On the weekend of Rehnquist's death, Bush was in full damage-control mode, and he did not hesitate on his decision for the court's new leader. He called Roberts at his home in Chevy Chase less than 12 hours after the news of Rehnquist's death became public, and asked him to come to the White House that afternoon. The next morning, he introduced Roberts as his nominee for chief justice -- just moments before he boarded Air Force One for another trip back to the ravaged Gulf Coast.
Now Bush had to find a replacement for O'Connor, and this time he told advisers that it would be a woman or a minority. He was getting pressure, including from the first lady, to nominate a woman. And as new White House lawyers were to quickly learn, the president indeed cared about diversity and demanded that the lists of nominees to federal posts or lower courts always include women and minorities.
But as one candidate after another fell off the roster -- some were too old, some too liberal, some too unpredictable -- White House counsel Harriet Miers edged her way onto it. The Miers story -- how she became the nominee and then withdrew -- is a perfect storm of missteps and disconnect throughout the White House.
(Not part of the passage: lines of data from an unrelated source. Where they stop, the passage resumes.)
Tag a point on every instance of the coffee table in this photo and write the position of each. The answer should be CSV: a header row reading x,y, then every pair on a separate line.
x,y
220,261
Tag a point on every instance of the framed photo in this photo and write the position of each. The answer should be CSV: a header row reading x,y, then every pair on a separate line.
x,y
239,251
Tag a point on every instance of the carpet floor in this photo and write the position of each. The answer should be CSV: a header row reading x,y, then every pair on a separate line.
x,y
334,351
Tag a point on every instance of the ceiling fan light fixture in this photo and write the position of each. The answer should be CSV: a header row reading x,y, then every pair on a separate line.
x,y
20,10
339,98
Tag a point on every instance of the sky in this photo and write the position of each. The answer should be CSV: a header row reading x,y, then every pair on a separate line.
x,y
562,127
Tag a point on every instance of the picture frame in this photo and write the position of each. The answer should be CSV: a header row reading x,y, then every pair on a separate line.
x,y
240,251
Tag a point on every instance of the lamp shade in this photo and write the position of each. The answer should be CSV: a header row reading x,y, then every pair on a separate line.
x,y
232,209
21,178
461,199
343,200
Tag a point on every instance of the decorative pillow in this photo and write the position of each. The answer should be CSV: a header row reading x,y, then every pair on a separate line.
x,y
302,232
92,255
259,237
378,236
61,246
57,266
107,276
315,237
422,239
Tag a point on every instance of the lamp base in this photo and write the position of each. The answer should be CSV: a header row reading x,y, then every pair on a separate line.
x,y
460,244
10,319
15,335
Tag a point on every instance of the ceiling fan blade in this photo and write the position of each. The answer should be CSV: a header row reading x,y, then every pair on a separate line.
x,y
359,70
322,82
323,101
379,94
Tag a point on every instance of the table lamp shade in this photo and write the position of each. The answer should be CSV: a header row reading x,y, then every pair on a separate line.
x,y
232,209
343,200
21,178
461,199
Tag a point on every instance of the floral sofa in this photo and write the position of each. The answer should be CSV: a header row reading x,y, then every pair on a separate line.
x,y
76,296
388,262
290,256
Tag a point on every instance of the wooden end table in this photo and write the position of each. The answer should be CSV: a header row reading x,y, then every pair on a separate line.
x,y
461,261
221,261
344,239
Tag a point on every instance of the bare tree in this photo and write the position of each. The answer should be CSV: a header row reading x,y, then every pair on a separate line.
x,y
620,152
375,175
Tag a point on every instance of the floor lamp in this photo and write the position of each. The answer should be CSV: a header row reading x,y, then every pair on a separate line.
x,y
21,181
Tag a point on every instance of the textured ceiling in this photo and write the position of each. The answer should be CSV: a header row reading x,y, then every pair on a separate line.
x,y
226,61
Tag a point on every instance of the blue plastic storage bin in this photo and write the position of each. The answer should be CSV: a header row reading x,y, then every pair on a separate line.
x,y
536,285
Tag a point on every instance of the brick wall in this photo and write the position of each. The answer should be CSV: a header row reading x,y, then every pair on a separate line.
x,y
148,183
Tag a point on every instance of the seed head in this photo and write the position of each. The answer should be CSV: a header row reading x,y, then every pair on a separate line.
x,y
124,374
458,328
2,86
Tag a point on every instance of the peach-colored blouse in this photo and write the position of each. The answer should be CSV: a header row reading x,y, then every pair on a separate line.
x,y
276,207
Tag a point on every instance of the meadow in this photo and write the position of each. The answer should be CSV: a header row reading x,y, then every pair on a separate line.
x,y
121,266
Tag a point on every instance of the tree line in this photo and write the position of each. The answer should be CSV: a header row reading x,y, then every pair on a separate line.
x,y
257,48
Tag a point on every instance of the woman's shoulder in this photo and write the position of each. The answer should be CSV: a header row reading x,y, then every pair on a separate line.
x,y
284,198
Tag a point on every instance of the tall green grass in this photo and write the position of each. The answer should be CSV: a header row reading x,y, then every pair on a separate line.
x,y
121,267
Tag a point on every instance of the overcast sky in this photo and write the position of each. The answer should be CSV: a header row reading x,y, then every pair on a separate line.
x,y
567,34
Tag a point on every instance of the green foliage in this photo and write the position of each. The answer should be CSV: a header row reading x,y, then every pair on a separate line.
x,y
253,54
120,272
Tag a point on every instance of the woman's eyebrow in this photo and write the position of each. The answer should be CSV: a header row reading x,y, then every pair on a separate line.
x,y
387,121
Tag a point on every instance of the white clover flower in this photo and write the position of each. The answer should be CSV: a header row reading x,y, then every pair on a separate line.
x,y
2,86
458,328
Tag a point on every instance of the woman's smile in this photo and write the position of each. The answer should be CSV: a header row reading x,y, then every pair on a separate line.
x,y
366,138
Bush's decision to nominate Miers was driven by his determination not to repeat his father's mistake with Souter. Of all the possible nominees, he knew Miers best, and he knew she would not change. She had been involved in the selection of Roberts; in fact, Miers had originally worried that he wasn't conservative enough. Bush was confident that she wouldn't disappoint.
Coincidentally, the opposition of conservative groups to Miers also was driven by the Souter nomination. To conservatives, Miers was an unproven and untested nominee, just as Souter had been. How could she stand up to the liberal intellectual heavyweights on the court, such as Stephen G. Breyer? Who could say she wouldn't change once Bush left town and headed back to Texas? Conservatives would not be fooled again.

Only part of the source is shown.